Isolation and characterization of twenty novel microsatellite loci in White Sands pupfish,
Cyprinodon tularosa, with cross-species amplification for seven other pupfish
Renee M. Martin ∙ Morgan L. Robinson ∙ Wade D. Wilson
R. M. Martin (corresponding author) ∙ M. L. Robinson ∙ W. D. Wilson
Molecular Ecology Laboratory, Southwestern Native Aquatic Resources and Recovery Center, P.O.
Box 219, Dexter, NM 88230, USA
(575)734-5910
FAX: (575)734-6130
e-mail: renee_martin@fws.gov
Abstract
White Sands pupfish (Cyprinodon tularosa) is a New Mexico state threatened pupfish endemic to the
Tularosa Basin in the southwestern United States. There are two extant native populations which
occur in Salt Creek and Malpais Spring in south-central New Mexico. Recovery efforts include
establishing and maintaining natural refuge populations. Twenty species-specific polymorphic
microsatellites were developed using Illumina paired-end sequencing. Across 50 samples, C.tularosa
exhibited 5–27 alleles per locus, and observed and expected heterozygosities per locus ranged from
0.354 to 1.000 and 0.553 to 0.943, respectively. Tests for Hardy-Weinberg equilibrium were nonsignificant except for Ctul_06. Cross amplification was characterized in seven additional Cyprinodon
species. These microsatellite markers will be useful for genetic monitoring to aid recovery efforts of
C. tularosa refuge and native populations as well as other fish in the Cyprinodon genus.
Keywords
Cyprinodontidae ∙ Cyprinodon tularosa ∙ Illumina ∙ Microsatellite markers ∙ White Sands pupfish
White Sands pupfish (Cyprinodon tularosa) is classified as Threatened by the State of New Mexico
(19 NMAC 33.6) and is endemic to the Tularosa Basin in south-central New Mexico in the United
States. The IUCN reported C. tularosa as Endangered in 2014 (NatureServe 2014). The two extant
native wild populations occur in Salt Creek and Malpais Spring. Translocations of individuals to create
natural refuge populations are being utilized as part of management strategy to protect against a
potential catastrophic loss. Recovery efforts to manage the refuge and native populations of C.
tularosa will be assisted by genetic monitoring utilizing data from polymorphic microsatellite
markers.
Genomic DNA was extracted from C. tularosa fin clips using Qiagen DNeasy Blood and Tissue Kit.
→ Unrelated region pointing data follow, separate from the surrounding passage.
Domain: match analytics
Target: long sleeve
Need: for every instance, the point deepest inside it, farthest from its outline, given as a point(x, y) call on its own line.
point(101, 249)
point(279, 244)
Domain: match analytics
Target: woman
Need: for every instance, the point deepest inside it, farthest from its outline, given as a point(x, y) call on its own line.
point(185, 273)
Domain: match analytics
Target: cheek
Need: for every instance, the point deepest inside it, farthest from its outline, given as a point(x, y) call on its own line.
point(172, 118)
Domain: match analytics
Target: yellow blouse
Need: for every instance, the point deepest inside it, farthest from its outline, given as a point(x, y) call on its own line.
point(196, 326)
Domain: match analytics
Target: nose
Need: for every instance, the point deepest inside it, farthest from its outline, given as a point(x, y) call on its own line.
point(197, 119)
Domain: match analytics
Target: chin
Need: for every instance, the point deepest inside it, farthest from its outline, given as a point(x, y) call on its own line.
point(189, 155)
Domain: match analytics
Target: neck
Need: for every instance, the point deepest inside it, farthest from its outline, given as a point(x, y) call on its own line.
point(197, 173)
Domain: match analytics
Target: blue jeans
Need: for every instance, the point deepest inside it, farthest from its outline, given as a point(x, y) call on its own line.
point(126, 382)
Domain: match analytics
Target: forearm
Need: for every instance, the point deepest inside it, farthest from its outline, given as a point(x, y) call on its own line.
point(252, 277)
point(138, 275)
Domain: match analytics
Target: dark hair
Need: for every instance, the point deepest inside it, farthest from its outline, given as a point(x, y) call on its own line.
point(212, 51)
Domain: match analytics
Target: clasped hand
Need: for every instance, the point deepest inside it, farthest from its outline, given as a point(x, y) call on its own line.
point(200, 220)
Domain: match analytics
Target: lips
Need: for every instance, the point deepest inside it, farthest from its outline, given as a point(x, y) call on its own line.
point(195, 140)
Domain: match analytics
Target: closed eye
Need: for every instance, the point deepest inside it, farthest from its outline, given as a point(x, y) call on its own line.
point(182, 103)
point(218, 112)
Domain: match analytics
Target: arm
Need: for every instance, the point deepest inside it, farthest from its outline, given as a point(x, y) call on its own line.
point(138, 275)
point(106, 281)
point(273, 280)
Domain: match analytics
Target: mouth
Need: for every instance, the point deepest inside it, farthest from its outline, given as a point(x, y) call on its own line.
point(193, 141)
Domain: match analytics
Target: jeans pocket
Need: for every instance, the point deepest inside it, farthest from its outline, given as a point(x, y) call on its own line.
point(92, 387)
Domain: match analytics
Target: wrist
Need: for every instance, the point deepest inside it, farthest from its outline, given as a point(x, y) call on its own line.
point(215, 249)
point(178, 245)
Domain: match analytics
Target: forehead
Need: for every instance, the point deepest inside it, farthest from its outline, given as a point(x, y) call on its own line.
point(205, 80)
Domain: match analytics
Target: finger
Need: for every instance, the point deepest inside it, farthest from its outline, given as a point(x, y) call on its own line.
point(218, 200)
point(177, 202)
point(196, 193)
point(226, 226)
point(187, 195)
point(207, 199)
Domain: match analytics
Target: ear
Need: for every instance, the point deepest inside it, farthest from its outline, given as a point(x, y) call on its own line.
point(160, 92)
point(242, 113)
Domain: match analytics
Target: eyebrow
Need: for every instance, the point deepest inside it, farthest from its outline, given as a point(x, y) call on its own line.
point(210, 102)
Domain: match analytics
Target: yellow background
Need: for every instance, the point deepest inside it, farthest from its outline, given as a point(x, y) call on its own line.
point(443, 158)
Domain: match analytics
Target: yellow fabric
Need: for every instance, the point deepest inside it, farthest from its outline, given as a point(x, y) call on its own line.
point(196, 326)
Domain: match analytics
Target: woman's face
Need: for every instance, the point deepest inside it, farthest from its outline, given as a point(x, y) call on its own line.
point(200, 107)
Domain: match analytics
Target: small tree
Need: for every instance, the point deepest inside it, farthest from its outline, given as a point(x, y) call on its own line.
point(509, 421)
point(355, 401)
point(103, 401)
Illumina paired-end sequencing and primer design were completed by the University of Georgia’s
Savannah River Ecology Laboratory in Aiken, SC. An Illumina paired-end shotgun library was prepared
by shearing 1 µg of DNA using a Covaris S220 and following the standard protocol of the Illumina
TruSeq DNA Library Kit and using a multiplex identifier adaptor index. Illumina sequencing was
conducted on the HiSeq with 100 bp paired-end reads. Five million of the resulting reads were
analyzed for microsatellites with the program PAL_FINDER_v0.02.03 (Castoe et al. 2012). Primer3
(version 2.0.0) was used for primer design. To avoid issues with copy number of the primer sequence
in the genome, loci for which the primer sequences only occurred one or two times in the five
million reads were selected. Forty-eight loci that met this criterion were screened. Twenty
polymorphic microsatellite loci were optimized (Online Resources ESM_2).
Samples were amplified via PCR using forward primers (Applied Biosystems) labeled with one of
four fluorescent dyes (6-FAM, PET, NED, VIC). PCR amplification was carried out in 10 μL reactions
consisting of 1 μL template DNA, 5 μl ddsH2O, 3 μl Qiagen Multiplex PCR Master Mix, and 0.5 μL each
of forward and reverse 10 μM primers using a GeneAmp® PCR System 9700 (Applied Biosystems).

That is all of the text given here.